Donald Trump also intends to renew the tax cuts granted to businesses and households in 2017, in addition to adding new ones for businesses and no longer taxing tips, social assistance benefits and overtime. This renewal, as well as other small measures, should cost Washington a little less than 10,000 billion over the next 10 years, which will largely go to the debt since the new trade tariffs will only bring in 2,700 billion, according to the Committee for a Responsible for the Federal Budget.

As for Donald Trump’s promise to make “draconian” budget cuts, it will likely remain a dead letter, because it would force him to slash federal programs that Americans are far too attached to let him do, observed Derek Holt, and that the Republicans also intend to increase military spending.

We should also not expect Trump to abolish the very generous subsidies for technologies and the green transition of the Inflation Reduction Act (IRA), warned analyst Angelo Katsoras of the National Bank on Wednesday, because about three-quarters of the allocated funds went to Republican districts. We will probably only prefer to reduce them or redirect them towards other economic sectors.

This budgetary and fiscal profligacy would have the dual effect of stimulating demand and increasing the government’s debt, two inflationary factors. All this will force the US Federal Reserve to reduce interest rates less quickly and less significantly than it would have done otherwise, explained Douglas Porter, chief economist at the Bank of Montreal.

Canada in all this

The Canadian economy could first benefit from the re-election of Donald Trump, continued economists Jimmy Jean, Francis Généreux and Randall Bartlett, of Mouvement Desjardins. As in 2016, his arrival in power could begin with a period of optimism among American consumers, buoyed by promises of tax cuts and a reduction in uncertainty.
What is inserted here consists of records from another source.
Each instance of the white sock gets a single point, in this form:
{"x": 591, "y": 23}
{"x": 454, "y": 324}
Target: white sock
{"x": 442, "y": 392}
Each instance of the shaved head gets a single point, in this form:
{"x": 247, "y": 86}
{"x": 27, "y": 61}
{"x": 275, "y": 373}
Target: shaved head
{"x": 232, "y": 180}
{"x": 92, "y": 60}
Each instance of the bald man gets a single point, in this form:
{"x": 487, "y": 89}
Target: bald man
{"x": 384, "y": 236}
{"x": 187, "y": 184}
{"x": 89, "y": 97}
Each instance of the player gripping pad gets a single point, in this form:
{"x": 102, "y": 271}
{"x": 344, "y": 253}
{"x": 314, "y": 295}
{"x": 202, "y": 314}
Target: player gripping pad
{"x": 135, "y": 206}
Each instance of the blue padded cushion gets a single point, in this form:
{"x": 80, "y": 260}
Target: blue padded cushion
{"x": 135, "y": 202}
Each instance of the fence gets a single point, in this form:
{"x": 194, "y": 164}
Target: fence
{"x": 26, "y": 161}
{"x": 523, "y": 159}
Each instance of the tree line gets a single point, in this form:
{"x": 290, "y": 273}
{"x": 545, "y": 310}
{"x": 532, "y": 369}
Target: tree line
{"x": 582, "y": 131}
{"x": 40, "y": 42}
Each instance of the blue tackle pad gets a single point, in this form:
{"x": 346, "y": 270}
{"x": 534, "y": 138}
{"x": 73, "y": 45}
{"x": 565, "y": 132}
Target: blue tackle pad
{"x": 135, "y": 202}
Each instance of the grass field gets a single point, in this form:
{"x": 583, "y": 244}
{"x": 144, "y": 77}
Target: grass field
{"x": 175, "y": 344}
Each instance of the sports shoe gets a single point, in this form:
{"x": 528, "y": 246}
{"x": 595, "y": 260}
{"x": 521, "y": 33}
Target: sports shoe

Deregulation in the energy sector could also “resurrect” the Keystone XL pipeline project, noted Douglas Porter. But trade tariffs and the withdrawal of American investors from their currency will not take long to weigh down the Canadian economy and the loonie. Canada also risks quickly being forced to reduce corporate taxes, increase its military spending and face an increase in the number of immigrants pushed towards its borders.

We asked ourselves the same questions and developed the same economic scenarios for the best and the worst in other countries on Wednesday, the day after the American presidential election. In China, where it is expected to be the center of attention and the wrath of the next Republican president, observers said that Beijing could well be forced to soon deploy the massive economic recovery plan to which it was still reluctant .

In total, however, it is the Americans themselves who would bear the brunt of the policies promised by Donald Trump, concluded PIIE researchers who compared the impact of a strong version (tariffs with retaliation, expulsion of 8, 3 million immigrants, reduced Fed independence) and that of a watered-down version (tariffs without retaliation, 1.3 million immigrants deported, reduced Fed independence). In some years, economic growth could be up to 10% lower and inflation 7% higher than they otherwise would have been.

Fog straight ahead

The rules and political checks and balances being what they are in the United States, it will take time for Donald Trump to deploy all his electoral promises, even if he controls all the levers of power in Washington, warned Angelo Katsoras. It is not impossible that in the meantime, it will be forced to lower some of them, or that it will be discovered, for example, that its commercial rates were mainly intended to serve as means of pressure to obtain from others concessions.

But it is also possible that Donald Trump will resort to even more severe and unpredictable policies, recalled Ben May of the firm Oxford Economics.

“America made its choice and the world will now have to live with its consequences,” concludes Derek Holt.